Tuesday, October 19, 2010

The Choreographed Place vs The Panoramic Place

While in motion, the idea of place cannot be defined as a case in present time.  The highway creates a situation where landscape is perceived, not as a picturesque panorama, but rather as a sequence of images much like that of a viewfinder.  Furthermore the setting of the car presents an even more extreme condition.  The landscape is framed in four distinct lenses—the windshield, the passenger side window, the driver side window, and the rearview mirror.  While the driver is indeed surrounded by landscape as if it were a panorama, there is never a point in time where the driver has the capability to view the landscape in that manner.  In lieu of both safety and speed, the driver cannot simply watch the landscape pass by because the sequence of perceptions is just as opportunistic as it is choreographed.  Due to this condition, the traditional idea of place is slightly altered.  The scope of place vastly increases while the level clarity vastly decreases.  One is capable of grasping the general composition of a landscape over a 400 mile stretch; however, since the understanding of landscape within a car is only through the sense of the visual, one’s true knowledge of that composition is very shallow. 

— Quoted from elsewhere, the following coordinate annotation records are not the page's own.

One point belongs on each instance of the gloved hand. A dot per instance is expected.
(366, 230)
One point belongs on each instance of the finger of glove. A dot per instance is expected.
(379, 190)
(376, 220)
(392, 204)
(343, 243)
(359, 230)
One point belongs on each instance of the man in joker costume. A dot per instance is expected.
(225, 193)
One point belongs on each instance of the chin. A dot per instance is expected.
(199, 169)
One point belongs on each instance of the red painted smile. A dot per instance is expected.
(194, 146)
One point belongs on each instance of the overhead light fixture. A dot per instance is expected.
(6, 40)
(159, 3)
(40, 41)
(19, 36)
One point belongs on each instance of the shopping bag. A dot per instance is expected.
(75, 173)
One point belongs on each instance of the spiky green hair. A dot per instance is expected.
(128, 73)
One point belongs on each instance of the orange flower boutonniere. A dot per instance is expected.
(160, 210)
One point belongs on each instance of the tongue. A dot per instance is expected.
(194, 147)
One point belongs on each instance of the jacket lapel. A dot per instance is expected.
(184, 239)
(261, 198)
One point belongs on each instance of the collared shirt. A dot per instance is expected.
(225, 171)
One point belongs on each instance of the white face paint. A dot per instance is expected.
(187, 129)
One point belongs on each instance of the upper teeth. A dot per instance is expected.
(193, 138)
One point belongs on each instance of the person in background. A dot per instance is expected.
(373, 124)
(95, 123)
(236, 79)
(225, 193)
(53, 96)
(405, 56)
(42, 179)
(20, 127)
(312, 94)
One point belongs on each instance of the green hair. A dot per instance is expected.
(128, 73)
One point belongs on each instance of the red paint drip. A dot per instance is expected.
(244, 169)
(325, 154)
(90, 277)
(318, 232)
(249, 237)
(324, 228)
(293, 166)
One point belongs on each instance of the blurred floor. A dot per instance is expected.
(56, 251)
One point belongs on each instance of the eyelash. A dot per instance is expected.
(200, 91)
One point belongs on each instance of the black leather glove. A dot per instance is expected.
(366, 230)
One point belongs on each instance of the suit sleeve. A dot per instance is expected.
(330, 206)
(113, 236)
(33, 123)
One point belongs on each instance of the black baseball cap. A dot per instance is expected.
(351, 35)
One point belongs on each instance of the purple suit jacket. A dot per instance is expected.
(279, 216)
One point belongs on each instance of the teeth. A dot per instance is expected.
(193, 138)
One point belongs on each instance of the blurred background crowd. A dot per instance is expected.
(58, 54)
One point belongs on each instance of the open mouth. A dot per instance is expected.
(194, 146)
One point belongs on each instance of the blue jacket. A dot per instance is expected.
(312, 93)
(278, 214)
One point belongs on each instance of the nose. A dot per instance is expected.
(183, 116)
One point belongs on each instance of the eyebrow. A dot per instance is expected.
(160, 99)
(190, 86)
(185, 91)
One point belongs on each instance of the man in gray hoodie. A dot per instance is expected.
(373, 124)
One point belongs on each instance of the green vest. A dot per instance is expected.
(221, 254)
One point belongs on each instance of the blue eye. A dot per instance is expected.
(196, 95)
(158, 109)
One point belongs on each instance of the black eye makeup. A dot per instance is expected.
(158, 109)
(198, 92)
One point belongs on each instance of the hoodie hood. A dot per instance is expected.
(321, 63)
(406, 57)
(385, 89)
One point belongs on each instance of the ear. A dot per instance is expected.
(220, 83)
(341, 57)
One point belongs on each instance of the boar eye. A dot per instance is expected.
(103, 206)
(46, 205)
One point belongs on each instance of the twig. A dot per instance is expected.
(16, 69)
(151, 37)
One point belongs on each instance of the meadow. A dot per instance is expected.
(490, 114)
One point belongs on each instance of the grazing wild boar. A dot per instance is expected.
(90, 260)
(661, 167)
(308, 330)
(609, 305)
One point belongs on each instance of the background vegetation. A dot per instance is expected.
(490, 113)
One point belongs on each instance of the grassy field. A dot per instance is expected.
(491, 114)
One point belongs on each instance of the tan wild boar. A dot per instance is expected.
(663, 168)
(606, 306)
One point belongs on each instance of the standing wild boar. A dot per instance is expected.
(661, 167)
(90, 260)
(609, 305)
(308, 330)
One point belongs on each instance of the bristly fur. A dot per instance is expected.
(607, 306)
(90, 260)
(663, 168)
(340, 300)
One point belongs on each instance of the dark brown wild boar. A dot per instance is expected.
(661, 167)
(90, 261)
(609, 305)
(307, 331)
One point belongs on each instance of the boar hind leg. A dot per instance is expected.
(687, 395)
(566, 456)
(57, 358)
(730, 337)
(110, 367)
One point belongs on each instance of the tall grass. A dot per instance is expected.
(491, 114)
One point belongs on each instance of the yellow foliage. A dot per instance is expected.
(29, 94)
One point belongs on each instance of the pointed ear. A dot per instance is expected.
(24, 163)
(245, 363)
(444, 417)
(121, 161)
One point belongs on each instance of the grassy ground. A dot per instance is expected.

This seems to present itself as being paradoxical because to understand the landscape through the lens of a car one is sacrificing the experiences that mankind has long depended on to become familiar with place.  However, the idea of a choreographed viewfinder is simply a different way of constructing place.  In fact, the two are never truly linked.  When one pulls over at a highway rest stop, the choreographed place is lost and the panoramic place dominates.  When one gets back in the car and onto the highway the two are switched once again. 
The exploration of choreographed place demands an understanding of how a sequence of events or images are compressed in a way that constructs a narrative much like the effort to construct a narrative from the sequence of events from a dream.